State treatment data for substance use disorders are derived from two primary sources'an annual one-day census in N-SSATS and annual treatment admissions from the Treatment Episode Data Set (TEDS).4 In the 2006 N-SSATS survey, Nevada showed an one-day census total of 7,248 clients in treatment, the majority of whom (6,747or 93%) were in outpatient treatment. Of the total number of clients in treatment on this date, 469 (6%) were under the age of 18.

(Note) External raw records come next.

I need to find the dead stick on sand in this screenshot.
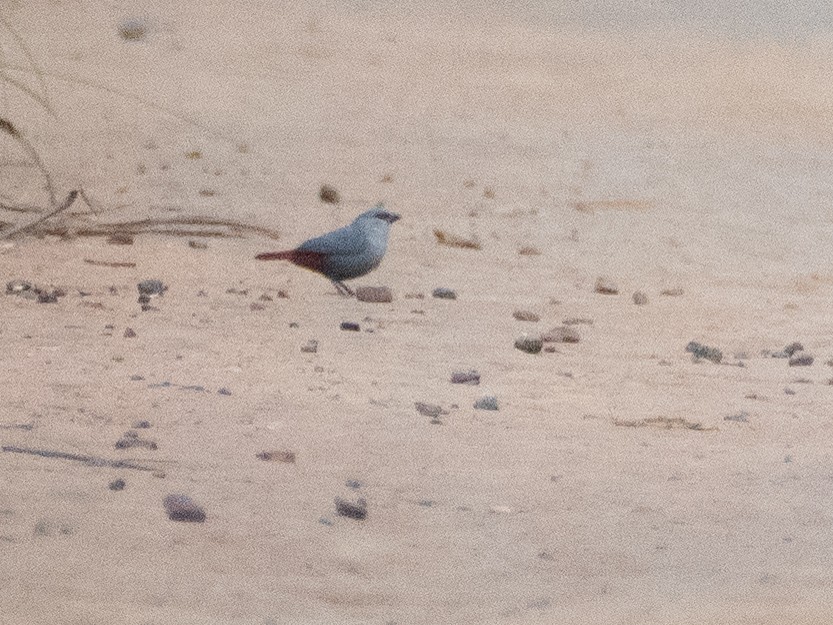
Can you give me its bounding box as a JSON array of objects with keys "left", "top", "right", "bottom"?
[
  {"left": 2, "top": 445, "right": 155, "bottom": 471},
  {"left": 0, "top": 191, "right": 78, "bottom": 239}
]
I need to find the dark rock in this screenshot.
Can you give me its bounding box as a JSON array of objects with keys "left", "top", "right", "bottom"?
[
  {"left": 6, "top": 280, "right": 32, "bottom": 295},
  {"left": 116, "top": 430, "right": 158, "bottom": 451},
  {"left": 541, "top": 326, "right": 581, "bottom": 343},
  {"left": 414, "top": 401, "right": 448, "bottom": 419},
  {"left": 431, "top": 287, "right": 457, "bottom": 299},
  {"left": 356, "top": 286, "right": 393, "bottom": 304},
  {"left": 137, "top": 280, "right": 168, "bottom": 295},
  {"left": 162, "top": 494, "right": 205, "bottom": 523},
  {"left": 474, "top": 395, "right": 498, "bottom": 410},
  {"left": 685, "top": 341, "right": 723, "bottom": 364},
  {"left": 257, "top": 450, "right": 295, "bottom": 464},
  {"left": 512, "top": 310, "right": 541, "bottom": 322},
  {"left": 593, "top": 276, "right": 619, "bottom": 295},
  {"left": 515, "top": 336, "right": 544, "bottom": 354},
  {"left": 335, "top": 497, "right": 367, "bottom": 521},
  {"left": 783, "top": 341, "right": 804, "bottom": 356},
  {"left": 318, "top": 184, "right": 341, "bottom": 204},
  {"left": 785, "top": 350, "right": 815, "bottom": 367},
  {"left": 723, "top": 411, "right": 749, "bottom": 423},
  {"left": 451, "top": 369, "right": 480, "bottom": 386}
]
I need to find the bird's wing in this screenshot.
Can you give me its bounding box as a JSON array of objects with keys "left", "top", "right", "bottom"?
[{"left": 298, "top": 224, "right": 367, "bottom": 256}]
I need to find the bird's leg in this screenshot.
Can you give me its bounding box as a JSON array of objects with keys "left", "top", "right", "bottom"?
[{"left": 333, "top": 280, "right": 356, "bottom": 297}]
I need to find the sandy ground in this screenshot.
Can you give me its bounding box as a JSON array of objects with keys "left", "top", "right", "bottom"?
[{"left": 0, "top": 1, "right": 833, "bottom": 625}]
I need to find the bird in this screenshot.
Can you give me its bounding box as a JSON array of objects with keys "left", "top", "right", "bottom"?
[{"left": 255, "top": 203, "right": 400, "bottom": 296}]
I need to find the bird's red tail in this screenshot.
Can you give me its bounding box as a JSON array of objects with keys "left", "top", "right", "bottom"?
[{"left": 255, "top": 250, "right": 324, "bottom": 272}]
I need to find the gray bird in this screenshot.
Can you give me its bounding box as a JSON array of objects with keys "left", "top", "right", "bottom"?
[{"left": 255, "top": 204, "right": 399, "bottom": 295}]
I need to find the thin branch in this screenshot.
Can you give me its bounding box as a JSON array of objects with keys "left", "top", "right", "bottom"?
[
  {"left": 0, "top": 117, "right": 55, "bottom": 206},
  {"left": 2, "top": 445, "right": 155, "bottom": 471},
  {"left": 0, "top": 191, "right": 78, "bottom": 239}
]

Chart 3 shows the percent of admissions mentioning particular drugs or alcohol at the time of admission.5 Across the last 15 years, there has been a steady decline in the number of admissions mentioning alcohol and cocaine and a concomitant rise in admissions for methamphetamine abuse.
Across the years for which TEDS data are available, Nevada has seen a substantial shift in the constellation of problems present at treatment admission (Chart 4). Alcohol-only admissions have declined from over 40 percent of all admissions in 1992, to about 25 percent in 2006. Concomitantly, drug-only admissions have increased from 10 percent in 1992, to 35 percent in 2006.
Unmet Need For Treatment
NSDUH defines unmet treatment need as an individual who meets the criteria for abuse of or dependence on illicit drugs or alcohol according to the DSM-IV, but who has not received specialty treatment for that problem in the past year.
Rates of unmet need for treatment in Nevada vary for alcohol treatment and drug treatment. While the rate of individuals needing and not receiving drug treatment has generally remained at or below the rate for the country as a whole, the rate of individuals needing and not receiving alcohol treatment has generally remained at or above the national rate (Chart 5 and 6).